El académico considera que para que haya garantía de transparencia y rendición de cuentas respecto de esos temas sólo se requiere una interpretación correcta de las causales de reserva que están establecidas en la Ley General de Transparencia y Acceso de Información Pública.

“A partir de esos elementos básicos se pueden tomar decisiones vinculándolas con conceptos bien definidos, no con los que hemos confundido y hemos ido introduciendo cada vez más tanto en el discurso oficial de los gobiernos como en las políticas públicas. En materia de seguridad, estamos ante el problema más importante de nuestro país y necesitamos la garantía de la transparencia y la rendición de cuentas sin que haya estos espacios para el ocultamiento de información.”

Por su parte, el doctor Acuña Llamas, quien además de su labor como comisionado presidente del Inai encabeza el Consejo Nacional del Sistema Nacional de Transparencia, apunta que la seguridad nacional es un concepto reciente que en México alcanzó incluso una reforma constitucional.

Agrega que hay elementos de reserva respecto de la gestión que el Estado realiza para la generación de condiciones de inteligencia, para proteger a la sociedad en general, necesitan algunos flecos que se reservan. Pero, agrega, “nosotros hemos venido abriendo lo más que se puede la información que se ha resguardado de más en estos rubros”.

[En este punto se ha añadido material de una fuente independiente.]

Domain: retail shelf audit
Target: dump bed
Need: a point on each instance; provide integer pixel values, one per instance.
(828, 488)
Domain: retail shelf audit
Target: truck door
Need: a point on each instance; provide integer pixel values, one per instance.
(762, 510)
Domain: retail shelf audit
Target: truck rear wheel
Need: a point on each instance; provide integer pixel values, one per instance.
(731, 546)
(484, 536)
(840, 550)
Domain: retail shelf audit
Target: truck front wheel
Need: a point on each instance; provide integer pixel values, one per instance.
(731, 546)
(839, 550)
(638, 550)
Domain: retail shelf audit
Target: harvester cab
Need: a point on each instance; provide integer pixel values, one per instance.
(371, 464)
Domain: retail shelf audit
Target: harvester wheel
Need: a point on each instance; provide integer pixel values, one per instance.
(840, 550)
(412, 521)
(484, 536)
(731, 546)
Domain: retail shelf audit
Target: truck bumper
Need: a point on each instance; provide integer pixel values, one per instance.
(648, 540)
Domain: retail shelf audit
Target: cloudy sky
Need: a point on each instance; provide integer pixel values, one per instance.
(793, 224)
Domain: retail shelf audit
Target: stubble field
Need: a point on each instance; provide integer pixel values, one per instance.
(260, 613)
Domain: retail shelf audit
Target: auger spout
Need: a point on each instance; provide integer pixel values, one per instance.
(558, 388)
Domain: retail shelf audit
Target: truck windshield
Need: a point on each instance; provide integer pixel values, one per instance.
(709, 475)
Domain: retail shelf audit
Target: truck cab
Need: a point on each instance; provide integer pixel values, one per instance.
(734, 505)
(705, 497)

También dice que el Inai ha ejercido un control indirecto sobre la adquisición de las dependencias públicas en las que ha habido adjudicaciones directas. “Hemos ido nosotros, no ha cambiarlo porque eso no lo decidimos nosotros, sino a exhibirlo. Entonces ahora es más fácil saber cuáles de esas probables adquisiciones o adjudicaciones directas hayan sido o sean de alguna manera inconvenientes o indebidas”.

Los abusos del pasado

El 25 de septiembre pasado, el presidente aseguró que en su gobierno se están eliminando todas esas prácticas de contratar directamente productos y servicios bajo el argumento de seguridad nacional: “independientemente de si estaban permitidas por la ley, si eran realmente asuntos de seguridad nacional, independientemente de eso, significaban opacidad, ocultamiento de información, y desde luego actos de corrupción”.

Consultada al respecto, la panista Marcela Torres Peimbert –redactora de la Ley General de Transparencia y secretaria de la Comisión de Transparencia y Anticorrupción de la Cámara de Diputados– señala “que está muy mal por parte de cualquier gobierno de cualquier partido el reservar información”.

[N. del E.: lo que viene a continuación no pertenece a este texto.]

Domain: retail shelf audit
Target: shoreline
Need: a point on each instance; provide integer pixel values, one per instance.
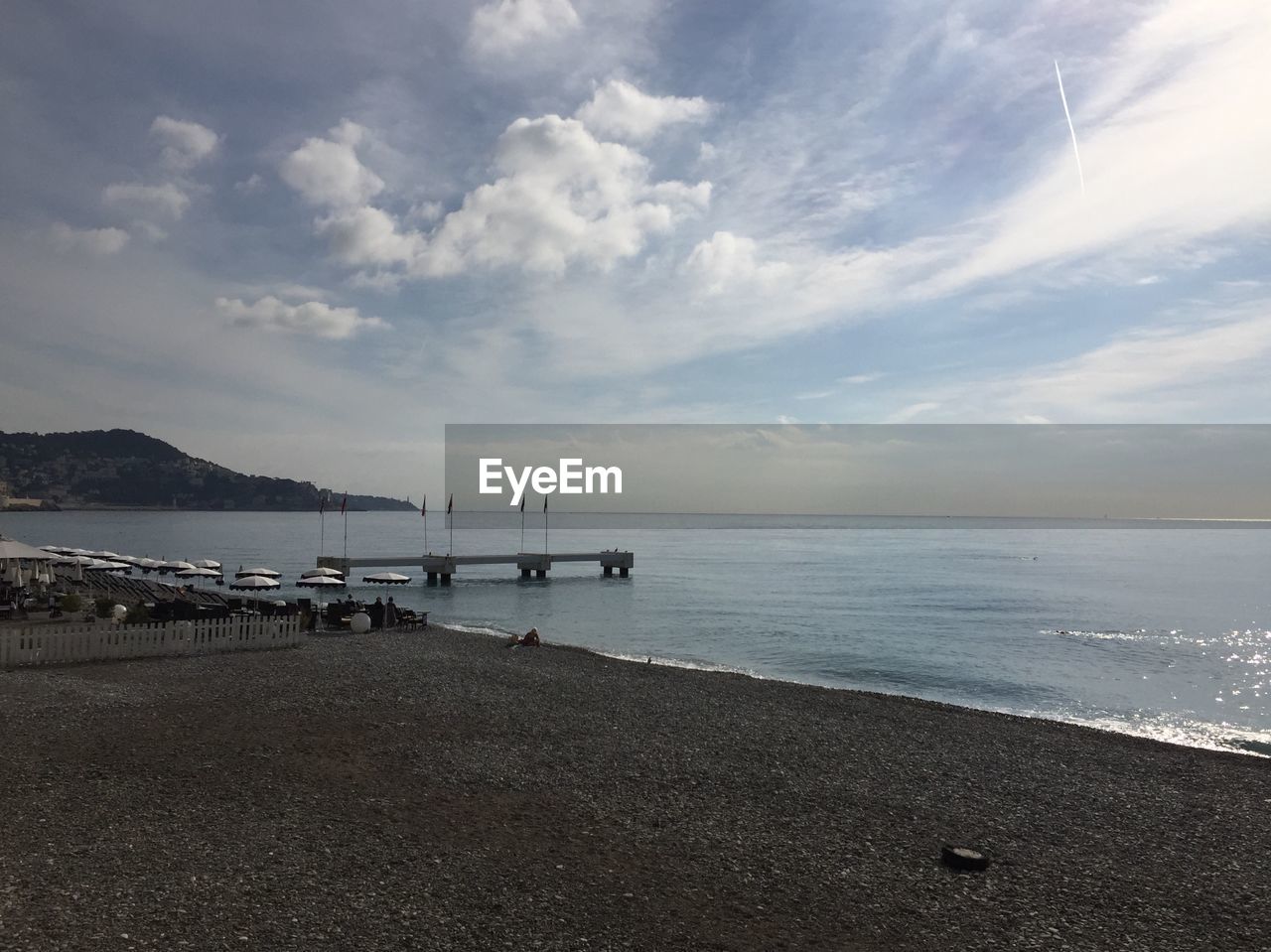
(440, 789)
(1240, 747)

Critica que el propio López Obrador ha clasificado información en su momento, como la relativa a los contratos del segundo piso: “él discrecionalmente reservó la información por 10 años, siendo que eso es totalmente ilegal; todavía no la podemos abrir, sabemos que estuvo Riobóo ahí y que Riobóo es a quien se le está asignando ahora varios de los proyectos grandes que trae este gobierno, por ejemplo el Tren Maya, entonces creo que es un drama lo que hemos vivido en México y es un drama construido desde la propia ciudadanía: hay pocos jóvenes y jovencitas interesados en el tema de acceso a la información”.

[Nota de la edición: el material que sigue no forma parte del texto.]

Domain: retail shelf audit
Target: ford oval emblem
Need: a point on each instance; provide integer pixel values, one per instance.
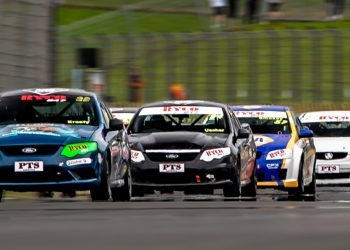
(328, 156)
(172, 156)
(29, 150)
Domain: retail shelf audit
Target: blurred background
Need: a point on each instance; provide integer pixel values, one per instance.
(294, 52)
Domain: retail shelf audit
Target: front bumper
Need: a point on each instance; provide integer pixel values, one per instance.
(56, 175)
(339, 178)
(274, 174)
(197, 174)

Para la diputada, el derecho a la justicia pasa por tener información. Respecto de la manera en como se evitaría el abuso del concepto de seguridad nacional, indica que “lo más importante es el contrapeso ciudadano y el contrapeso que debemos ejercer las Cámaras y la Corte misma. Debemos rendir cuentas mucho mejor los diputados y diputadas, los gobernantes, los jueces y magistrados, y los ciudadanos exigir más esa rendición de cuentas de primera mano de manera más organizada para que tengamos la obligación de informar de manera más proactiva”.